We know that making sure employees have paid time off makes good business sense – because the less they need to worry, the happier they are, the harder they’ll work, and the longer they’ll stick around. That kind of consistency is great for businesses like ours.
That’s why it’s so important to support New York’s Paid Family Leave Insurance (PFLI) bill, which would let New Yorkers take up to 12 weeks of paid time off following childbirth or to care for a sick family member.
As a career fashion professional used to long hours and limited leave in the corporate world, I founded Manufacture New York in 2012 to create work-life balance for myself, my young family and our entire team. Now, we benefit from flexible work schedules, paid sick leave and ample paid vacation time without fear of reprisal or losing our place in line. And as a small, growing startup organization, this is just the beginning.
Every business should offer these benefits – we, along with many others (PDF), already do. Some, however, still don’t. They may claim this is just an extra cost, a hit to their bottom line, but that’s a short-sighted approach that actually costs money in the long run. In our highly connected economy, that can end up affecting a lot more than just one business.
PFLI would change that, at least in New York, by ensuring that everyone would have up to 12 weeks following childbirth, to care for an ill family member, or to address issues stemming from a family member’s military service. The cost? Employee contributions of 63 cents a week when the program is fully implemented – that’s $32.76 a year. Not exactly a major expense. And the whole thing would be run using the existing Temporary Disability Insurance (TDI) infrastructure, so there’s no need for a massive expansion of government.
We offer paid leave because it’s good for our business, and that’s not going to change. Still, it’s unfair to companies that do offer the benefit if the playing field remains uneven, with some companies putting short-term gain over long-term growth. And since giving employees paid time off is actually good for the bottom line, it doesn’t make sense to let this continue. The entire state’s economy can benefit if we do this, but the fact that we aren’t is itself a drag on our economy.
Anyone who runs a business knows that losing good employees costs money. Just hiring and training a replacement can cost thousands; there are a lot of other ways losing an employee can hurt you, not all of them easily visible on a balance sheet. Not offering benefits like paid leave could make employees start looking for a new job with a company that offers them. And when a company loses money because of bad leave policies, that can affect other companies they do business with – spending more on a new hire means less to spend on other products and services.
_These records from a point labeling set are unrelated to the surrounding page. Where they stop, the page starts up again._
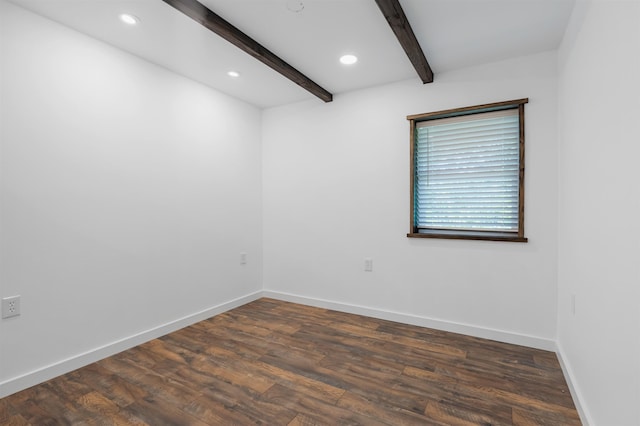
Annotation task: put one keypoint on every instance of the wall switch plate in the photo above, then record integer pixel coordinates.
(368, 264)
(10, 306)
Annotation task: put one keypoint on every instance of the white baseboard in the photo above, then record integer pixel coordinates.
(578, 399)
(43, 374)
(470, 330)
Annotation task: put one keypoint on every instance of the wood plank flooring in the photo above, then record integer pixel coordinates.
(277, 363)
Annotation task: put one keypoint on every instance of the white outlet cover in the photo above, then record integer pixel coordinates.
(10, 307)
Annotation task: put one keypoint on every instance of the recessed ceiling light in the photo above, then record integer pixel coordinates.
(348, 59)
(129, 19)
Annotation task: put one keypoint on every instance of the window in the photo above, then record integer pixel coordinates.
(467, 173)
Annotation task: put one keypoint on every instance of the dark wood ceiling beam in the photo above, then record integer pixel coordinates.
(201, 14)
(392, 11)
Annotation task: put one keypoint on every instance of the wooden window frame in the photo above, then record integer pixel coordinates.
(414, 232)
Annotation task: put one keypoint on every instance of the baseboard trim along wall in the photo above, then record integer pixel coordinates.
(585, 417)
(56, 369)
(470, 330)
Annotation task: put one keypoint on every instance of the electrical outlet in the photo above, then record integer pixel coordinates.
(368, 264)
(10, 306)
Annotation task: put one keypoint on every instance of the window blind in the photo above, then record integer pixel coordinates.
(467, 172)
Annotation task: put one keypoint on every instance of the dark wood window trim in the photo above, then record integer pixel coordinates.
(462, 234)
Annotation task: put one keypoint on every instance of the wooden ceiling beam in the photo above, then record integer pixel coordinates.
(207, 18)
(392, 11)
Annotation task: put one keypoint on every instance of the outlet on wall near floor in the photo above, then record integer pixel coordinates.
(10, 306)
(368, 264)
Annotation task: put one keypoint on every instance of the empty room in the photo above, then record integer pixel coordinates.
(320, 212)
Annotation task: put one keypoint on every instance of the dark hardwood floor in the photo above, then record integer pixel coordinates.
(277, 363)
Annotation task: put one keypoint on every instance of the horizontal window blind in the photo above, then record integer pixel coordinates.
(467, 172)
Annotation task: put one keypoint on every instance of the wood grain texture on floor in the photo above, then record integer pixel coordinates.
(277, 363)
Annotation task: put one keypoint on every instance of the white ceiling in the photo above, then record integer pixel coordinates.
(452, 33)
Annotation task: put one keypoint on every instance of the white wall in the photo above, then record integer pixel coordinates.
(336, 190)
(127, 194)
(599, 207)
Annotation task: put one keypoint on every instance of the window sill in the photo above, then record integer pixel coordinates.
(469, 237)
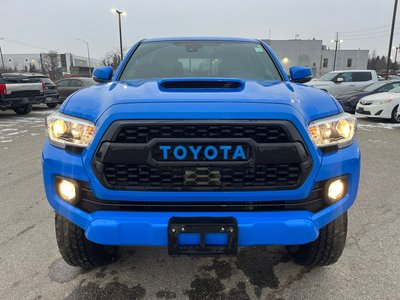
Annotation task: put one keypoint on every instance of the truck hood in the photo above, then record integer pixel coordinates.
(92, 102)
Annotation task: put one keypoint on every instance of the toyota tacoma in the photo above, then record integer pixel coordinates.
(203, 146)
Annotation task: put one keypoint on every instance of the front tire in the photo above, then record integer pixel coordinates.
(77, 250)
(326, 249)
(23, 109)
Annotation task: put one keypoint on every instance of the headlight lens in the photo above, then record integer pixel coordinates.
(383, 101)
(65, 130)
(338, 130)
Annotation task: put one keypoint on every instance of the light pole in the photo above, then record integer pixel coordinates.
(120, 13)
(395, 56)
(336, 41)
(391, 38)
(1, 54)
(87, 45)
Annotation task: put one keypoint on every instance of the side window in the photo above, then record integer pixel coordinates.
(76, 83)
(349, 62)
(347, 77)
(387, 87)
(63, 83)
(362, 76)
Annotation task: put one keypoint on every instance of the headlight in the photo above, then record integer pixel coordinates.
(382, 101)
(66, 130)
(337, 130)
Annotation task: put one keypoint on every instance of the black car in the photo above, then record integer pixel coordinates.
(67, 86)
(51, 95)
(349, 101)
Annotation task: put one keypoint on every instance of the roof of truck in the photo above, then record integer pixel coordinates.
(228, 39)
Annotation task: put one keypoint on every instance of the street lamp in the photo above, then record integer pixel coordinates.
(337, 42)
(1, 54)
(120, 13)
(87, 45)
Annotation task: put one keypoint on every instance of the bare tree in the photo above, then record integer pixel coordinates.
(51, 64)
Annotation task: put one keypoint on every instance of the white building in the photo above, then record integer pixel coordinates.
(313, 54)
(22, 62)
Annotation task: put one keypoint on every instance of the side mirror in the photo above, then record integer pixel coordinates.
(102, 74)
(300, 74)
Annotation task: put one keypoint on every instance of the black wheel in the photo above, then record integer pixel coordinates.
(395, 117)
(51, 105)
(77, 250)
(326, 249)
(23, 109)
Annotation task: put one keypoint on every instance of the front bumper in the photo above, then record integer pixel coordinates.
(6, 103)
(381, 111)
(150, 228)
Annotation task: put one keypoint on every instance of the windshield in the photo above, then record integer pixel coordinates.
(372, 87)
(395, 90)
(245, 60)
(329, 76)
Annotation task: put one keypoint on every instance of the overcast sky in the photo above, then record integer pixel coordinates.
(35, 26)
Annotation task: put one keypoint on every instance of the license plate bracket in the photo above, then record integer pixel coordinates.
(202, 226)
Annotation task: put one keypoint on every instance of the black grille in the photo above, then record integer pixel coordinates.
(187, 178)
(259, 133)
(129, 156)
(22, 94)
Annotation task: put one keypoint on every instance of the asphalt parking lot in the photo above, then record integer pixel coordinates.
(31, 266)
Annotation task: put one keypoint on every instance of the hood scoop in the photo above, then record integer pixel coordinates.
(201, 84)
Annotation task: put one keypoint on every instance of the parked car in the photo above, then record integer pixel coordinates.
(350, 100)
(156, 155)
(51, 96)
(380, 106)
(18, 92)
(68, 86)
(341, 82)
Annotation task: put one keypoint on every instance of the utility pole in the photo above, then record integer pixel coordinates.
(87, 45)
(391, 38)
(41, 63)
(395, 55)
(1, 54)
(120, 13)
(336, 41)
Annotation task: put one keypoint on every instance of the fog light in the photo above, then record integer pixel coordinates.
(336, 190)
(67, 190)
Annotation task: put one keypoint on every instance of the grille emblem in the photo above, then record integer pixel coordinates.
(202, 176)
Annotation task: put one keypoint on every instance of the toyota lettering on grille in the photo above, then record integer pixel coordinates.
(204, 152)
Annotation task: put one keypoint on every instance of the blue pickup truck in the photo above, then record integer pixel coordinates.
(201, 145)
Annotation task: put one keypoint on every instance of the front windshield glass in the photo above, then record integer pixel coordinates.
(372, 87)
(199, 59)
(329, 76)
(395, 90)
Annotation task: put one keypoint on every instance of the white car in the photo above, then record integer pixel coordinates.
(382, 105)
(342, 82)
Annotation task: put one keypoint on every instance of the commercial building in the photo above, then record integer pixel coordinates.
(68, 63)
(313, 54)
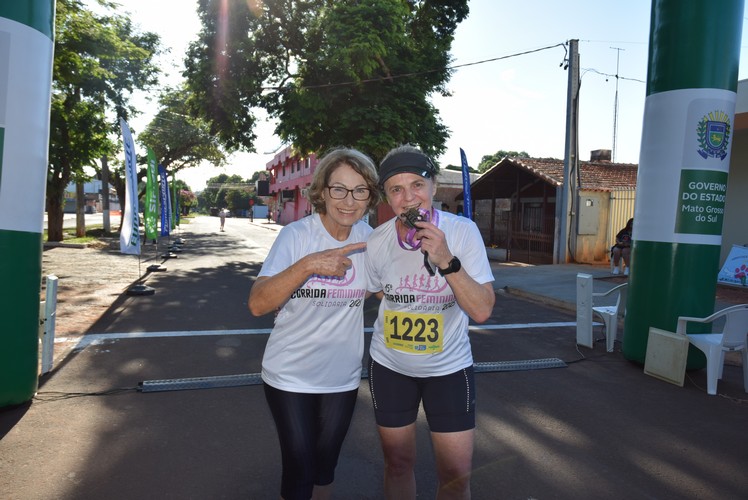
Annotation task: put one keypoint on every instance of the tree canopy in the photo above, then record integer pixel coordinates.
(99, 61)
(344, 72)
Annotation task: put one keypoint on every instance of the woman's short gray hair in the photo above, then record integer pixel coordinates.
(355, 159)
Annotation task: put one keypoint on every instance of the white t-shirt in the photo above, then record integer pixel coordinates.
(420, 330)
(317, 342)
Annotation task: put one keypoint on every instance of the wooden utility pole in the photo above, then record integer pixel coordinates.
(571, 159)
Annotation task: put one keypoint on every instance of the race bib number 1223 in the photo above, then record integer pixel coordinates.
(414, 333)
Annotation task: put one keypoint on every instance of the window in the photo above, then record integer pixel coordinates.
(532, 217)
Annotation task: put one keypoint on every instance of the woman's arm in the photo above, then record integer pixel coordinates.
(271, 292)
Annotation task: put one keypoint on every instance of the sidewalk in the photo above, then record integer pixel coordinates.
(555, 284)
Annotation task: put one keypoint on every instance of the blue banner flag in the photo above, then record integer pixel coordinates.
(468, 209)
(165, 202)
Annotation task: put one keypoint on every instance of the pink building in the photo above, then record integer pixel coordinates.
(290, 177)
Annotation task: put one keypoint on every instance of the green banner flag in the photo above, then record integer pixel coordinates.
(151, 198)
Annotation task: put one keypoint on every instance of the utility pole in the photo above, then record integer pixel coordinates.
(615, 107)
(571, 158)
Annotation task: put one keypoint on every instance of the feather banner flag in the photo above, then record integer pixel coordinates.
(174, 204)
(129, 238)
(468, 209)
(165, 202)
(150, 214)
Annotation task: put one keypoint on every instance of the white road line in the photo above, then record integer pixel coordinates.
(98, 338)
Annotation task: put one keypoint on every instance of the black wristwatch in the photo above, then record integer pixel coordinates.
(453, 267)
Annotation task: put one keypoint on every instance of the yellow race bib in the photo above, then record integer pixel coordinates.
(414, 333)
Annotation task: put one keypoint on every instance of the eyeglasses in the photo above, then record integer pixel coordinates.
(340, 193)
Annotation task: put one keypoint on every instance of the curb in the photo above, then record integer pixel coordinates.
(58, 244)
(542, 299)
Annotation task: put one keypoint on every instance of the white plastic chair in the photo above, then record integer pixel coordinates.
(714, 345)
(611, 314)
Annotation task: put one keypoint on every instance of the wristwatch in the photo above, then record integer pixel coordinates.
(453, 267)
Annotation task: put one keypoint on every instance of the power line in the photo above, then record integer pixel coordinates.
(418, 73)
(615, 105)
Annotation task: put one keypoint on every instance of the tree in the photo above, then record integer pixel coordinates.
(354, 73)
(489, 161)
(99, 61)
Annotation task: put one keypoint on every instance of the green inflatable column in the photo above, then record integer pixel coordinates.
(694, 49)
(26, 48)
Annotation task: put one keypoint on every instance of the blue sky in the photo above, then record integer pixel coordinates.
(515, 103)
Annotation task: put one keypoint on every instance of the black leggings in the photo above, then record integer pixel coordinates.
(311, 429)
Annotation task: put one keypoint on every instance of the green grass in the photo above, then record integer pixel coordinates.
(93, 232)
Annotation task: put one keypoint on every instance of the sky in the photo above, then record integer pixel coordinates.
(509, 90)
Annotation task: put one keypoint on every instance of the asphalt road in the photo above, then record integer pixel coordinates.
(598, 428)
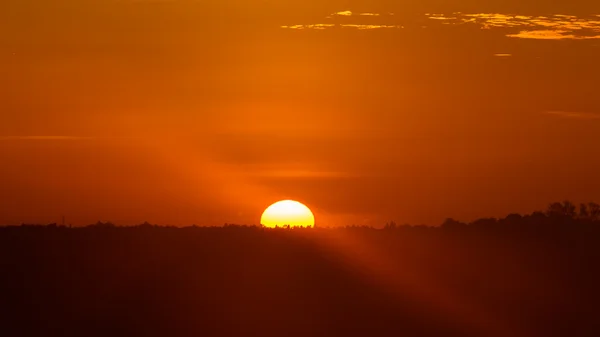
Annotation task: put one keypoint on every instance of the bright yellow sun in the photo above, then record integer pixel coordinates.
(287, 212)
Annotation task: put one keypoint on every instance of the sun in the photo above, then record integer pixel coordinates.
(287, 212)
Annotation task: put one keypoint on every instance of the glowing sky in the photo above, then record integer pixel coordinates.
(194, 111)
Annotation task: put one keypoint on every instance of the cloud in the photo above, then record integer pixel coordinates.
(344, 19)
(43, 138)
(554, 27)
(573, 114)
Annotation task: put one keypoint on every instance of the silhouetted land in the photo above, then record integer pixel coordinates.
(534, 275)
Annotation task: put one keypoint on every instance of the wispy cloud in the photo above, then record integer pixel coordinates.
(43, 138)
(346, 19)
(554, 27)
(574, 114)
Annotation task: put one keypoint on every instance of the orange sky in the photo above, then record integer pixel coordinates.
(205, 112)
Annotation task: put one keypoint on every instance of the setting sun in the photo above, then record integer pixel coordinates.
(287, 212)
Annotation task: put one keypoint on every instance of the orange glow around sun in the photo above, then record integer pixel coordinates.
(287, 212)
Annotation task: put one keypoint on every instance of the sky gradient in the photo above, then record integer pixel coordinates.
(205, 112)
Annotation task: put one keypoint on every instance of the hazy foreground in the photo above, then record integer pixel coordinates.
(533, 276)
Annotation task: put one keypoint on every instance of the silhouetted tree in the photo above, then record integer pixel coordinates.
(594, 211)
(583, 211)
(390, 225)
(565, 209)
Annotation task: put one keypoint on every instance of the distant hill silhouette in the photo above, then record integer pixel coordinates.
(523, 275)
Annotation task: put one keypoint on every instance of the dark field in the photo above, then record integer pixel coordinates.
(539, 279)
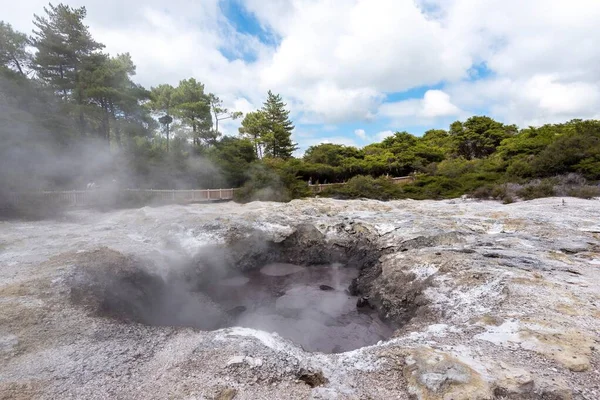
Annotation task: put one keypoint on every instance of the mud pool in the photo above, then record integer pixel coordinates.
(309, 305)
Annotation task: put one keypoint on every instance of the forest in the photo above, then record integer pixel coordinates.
(70, 113)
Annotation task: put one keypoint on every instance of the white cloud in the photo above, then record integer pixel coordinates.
(434, 104)
(532, 101)
(361, 133)
(335, 60)
(382, 135)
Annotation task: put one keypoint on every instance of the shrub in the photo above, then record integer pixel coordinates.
(536, 190)
(271, 184)
(584, 192)
(362, 186)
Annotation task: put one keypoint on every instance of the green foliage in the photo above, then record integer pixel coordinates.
(169, 137)
(537, 190)
(271, 181)
(192, 105)
(63, 45)
(362, 186)
(278, 128)
(13, 49)
(479, 137)
(254, 128)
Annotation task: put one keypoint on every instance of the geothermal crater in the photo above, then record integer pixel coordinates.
(319, 307)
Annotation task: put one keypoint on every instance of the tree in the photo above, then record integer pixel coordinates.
(63, 44)
(479, 137)
(107, 84)
(13, 49)
(331, 154)
(277, 138)
(162, 103)
(254, 127)
(219, 112)
(192, 105)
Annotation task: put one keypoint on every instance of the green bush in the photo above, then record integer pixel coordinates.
(362, 186)
(536, 191)
(584, 192)
(270, 183)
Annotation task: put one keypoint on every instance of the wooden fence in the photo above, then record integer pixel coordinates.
(401, 180)
(80, 198)
(77, 198)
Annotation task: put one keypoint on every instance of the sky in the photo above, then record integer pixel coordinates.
(355, 71)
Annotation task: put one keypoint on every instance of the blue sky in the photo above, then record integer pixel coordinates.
(353, 71)
(358, 131)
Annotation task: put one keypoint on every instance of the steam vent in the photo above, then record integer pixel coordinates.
(313, 299)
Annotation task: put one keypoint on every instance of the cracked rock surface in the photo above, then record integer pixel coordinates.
(490, 301)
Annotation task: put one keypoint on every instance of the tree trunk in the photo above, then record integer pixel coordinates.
(117, 129)
(18, 65)
(62, 77)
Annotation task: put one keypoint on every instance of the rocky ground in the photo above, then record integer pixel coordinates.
(492, 301)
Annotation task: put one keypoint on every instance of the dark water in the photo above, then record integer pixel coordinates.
(308, 305)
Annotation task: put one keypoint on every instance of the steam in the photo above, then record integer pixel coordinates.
(42, 151)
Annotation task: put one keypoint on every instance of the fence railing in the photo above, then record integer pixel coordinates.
(319, 187)
(75, 198)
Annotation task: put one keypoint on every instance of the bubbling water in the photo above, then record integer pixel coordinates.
(309, 305)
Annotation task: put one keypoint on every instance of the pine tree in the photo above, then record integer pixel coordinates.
(13, 49)
(192, 106)
(63, 43)
(278, 132)
(64, 47)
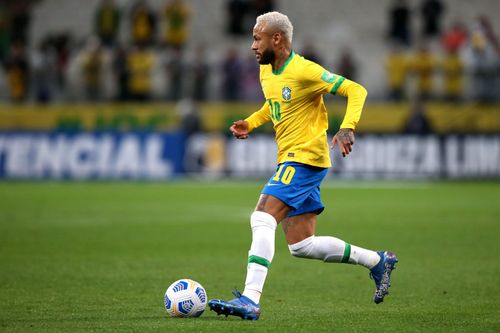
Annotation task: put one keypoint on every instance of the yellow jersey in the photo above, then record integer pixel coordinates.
(294, 103)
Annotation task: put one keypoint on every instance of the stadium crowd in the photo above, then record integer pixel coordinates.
(156, 60)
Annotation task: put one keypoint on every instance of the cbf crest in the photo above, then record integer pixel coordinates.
(286, 93)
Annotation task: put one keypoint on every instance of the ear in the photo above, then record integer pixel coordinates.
(277, 38)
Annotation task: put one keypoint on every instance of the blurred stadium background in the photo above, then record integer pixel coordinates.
(147, 89)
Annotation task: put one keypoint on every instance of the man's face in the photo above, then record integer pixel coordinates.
(262, 46)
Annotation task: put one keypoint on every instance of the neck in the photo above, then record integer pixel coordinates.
(281, 58)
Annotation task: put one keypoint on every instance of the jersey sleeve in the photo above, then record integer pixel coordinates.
(259, 117)
(320, 80)
(356, 96)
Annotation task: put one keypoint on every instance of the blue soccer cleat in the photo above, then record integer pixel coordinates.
(241, 306)
(381, 274)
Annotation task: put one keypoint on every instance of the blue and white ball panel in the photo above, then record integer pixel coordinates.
(297, 185)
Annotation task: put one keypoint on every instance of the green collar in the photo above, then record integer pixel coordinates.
(279, 71)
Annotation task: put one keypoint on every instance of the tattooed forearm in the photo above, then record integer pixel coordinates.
(262, 202)
(345, 136)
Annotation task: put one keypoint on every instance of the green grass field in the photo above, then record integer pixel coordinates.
(99, 257)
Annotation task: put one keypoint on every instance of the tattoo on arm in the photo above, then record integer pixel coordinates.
(262, 202)
(345, 135)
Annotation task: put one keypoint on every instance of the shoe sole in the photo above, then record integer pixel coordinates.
(229, 310)
(383, 291)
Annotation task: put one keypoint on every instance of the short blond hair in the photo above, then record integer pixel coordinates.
(279, 22)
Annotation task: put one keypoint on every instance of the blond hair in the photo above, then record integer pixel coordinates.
(277, 22)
We’re working with groups like the American Sustainable Business Council (ASBC) to promote this legislation because we know how important this is to businesses like ours. Our employees make it possible for us to succeed, and with this benefit, we can help take care of them when they welcome a new bundle of joy or deal with a serious illness. As it turns out, the entire economy benefits too. That’s why we need the state legislature to pass PFLI.
Bland, is founder and CEO of Manufacture New York, a Brooklyn-based fashion design and production incubator for independent designers.